No mesmo dia, um caso de COVID-19 foi divulgado pela Secretaria da Administração Penitenciária do Ceará, assim como no Distrito Federal, Rio Grande do Sul e em tantos outros estados. Neste momento é preciso máxima transparência nas ocorrências, apesar de não termos dados unificados entre as regiões do Brasil. À nível de Brasil, os dados do CNJ são alarmantes quanto ao grupo de risco[3].

As medidas de desencarceramento como combate à proliferação de Covid-19 não significam desleixo com a responsabilização penal, mas sim uma questão humanitária, de garantia do direito à vida e à saúde previstos na Constituição Federal e Lei de Execução Penal. O Judiciário deve levar em consideração não apenas os presos do grupo de risco, mas também os presos provisórios cujas medidas cautelares devem ser revisadas a cada 90 dias, de acordo com o Código de Processo Penal, assim como os detentos que já possuem direito à progressão de regime, a saídas especiais, livramento condicional, extinção de punibilidade, etc.

Nem mesmo uma pandemia altera o atual paradigma de política criminal no Brasil.

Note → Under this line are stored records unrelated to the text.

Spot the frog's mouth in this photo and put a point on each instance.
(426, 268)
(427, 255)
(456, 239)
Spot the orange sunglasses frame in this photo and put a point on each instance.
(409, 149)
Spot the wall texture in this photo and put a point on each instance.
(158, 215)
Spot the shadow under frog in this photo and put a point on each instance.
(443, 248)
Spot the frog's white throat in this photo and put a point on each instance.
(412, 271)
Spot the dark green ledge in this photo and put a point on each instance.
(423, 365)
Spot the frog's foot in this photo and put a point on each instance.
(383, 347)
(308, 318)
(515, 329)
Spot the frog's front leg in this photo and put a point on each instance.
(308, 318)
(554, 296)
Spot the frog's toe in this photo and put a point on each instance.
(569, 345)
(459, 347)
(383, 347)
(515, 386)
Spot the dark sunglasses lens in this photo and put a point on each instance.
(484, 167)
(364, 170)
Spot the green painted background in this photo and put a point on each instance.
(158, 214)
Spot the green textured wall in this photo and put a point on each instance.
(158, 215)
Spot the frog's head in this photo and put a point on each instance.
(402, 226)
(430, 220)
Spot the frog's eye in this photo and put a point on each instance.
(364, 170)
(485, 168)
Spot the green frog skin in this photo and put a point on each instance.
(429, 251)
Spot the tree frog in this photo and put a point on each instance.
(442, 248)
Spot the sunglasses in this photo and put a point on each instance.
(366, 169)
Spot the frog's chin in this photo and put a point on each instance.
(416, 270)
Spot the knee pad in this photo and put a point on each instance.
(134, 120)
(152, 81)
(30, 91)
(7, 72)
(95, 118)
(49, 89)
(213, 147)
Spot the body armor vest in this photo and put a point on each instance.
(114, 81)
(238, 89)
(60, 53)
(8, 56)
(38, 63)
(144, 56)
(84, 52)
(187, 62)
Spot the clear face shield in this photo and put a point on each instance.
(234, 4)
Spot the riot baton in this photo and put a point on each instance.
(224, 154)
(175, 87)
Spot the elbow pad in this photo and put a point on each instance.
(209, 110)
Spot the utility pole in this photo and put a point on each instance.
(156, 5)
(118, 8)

A denúncia da realidade prisional é fundamental, mas ressaltar as diversas iniciativas positivas e de solidariedade, apesar da inoperância das superestruturas do Poder Público, também é preciso.

O Instituto Pro Bono abriu seleção voluntária para 50 estudantes e 150 advogados/as para realização de mutirão carcerário e redação de Habeas Corpus para presos provisórios que estão no grupo de risco.  Em Porto Alegre, temos atuado via Frente Quilombola no mesmo sentido. Auto-organização de pessoas e instituições como a Pastoral Carcerária levam produtos de higiene e limpeza a presídios.

Renda básica universal, auto-organização de movimentos sociais, periferias e coletivos na distribuição de cestas básicas e vakinhas virtuais farão a diferença frente à quase paralisação do Estado e grandes empresas. Esperamos que neste caminho sejam tiradas as lições para a saída de uma crise estrutural que vai além do fato do contágio humano com o novo coronavírus, sendo consequência do atual modo de organizar a sociedade a partir de uma (ir)racionalidade capitalista e punitivista.

 

Notas:

[1]Dos cerca de 7.780.000.000 de habitantes do Planeta Terra, apenas três: ANDREW MORGAN, OLEG SKRIPOCKA e JESSICA MEIER, ocupantes da estação espacial internacional, o primeiro há 256 dias e os outros dois há 189 dias, portanto há mais de 6 meses, por ora não estão sujeitos à contaminação pelo famigerado CORONA VIRUS”

[2] Art. 5º, inciso LXIX, da Constituição Federal: “Conceder-se-á mandado de segurança para proteger direito líquido e certo, não amparado por habeas corpus ou habeas data, quando o responsável pela ilegalidade ou abuso de poder for autoridade pública ou agente de pessoa jurídica no exercício de atribuições do Poder Público”.

[3] No sistema carcerário brasileiro, os cerca de 9,7 mil homens e mulheres maiores de 60 anos representam o triplo do número de vagas destinadas a esse público, 2.919. Outros grupos de risco incluem 8,8 mil tuberculosos e 7,7 mil portadores do vírus HIV, além de 13,6 mil doentes de outras enfermidades contagiosas, como sífilis e hepatite.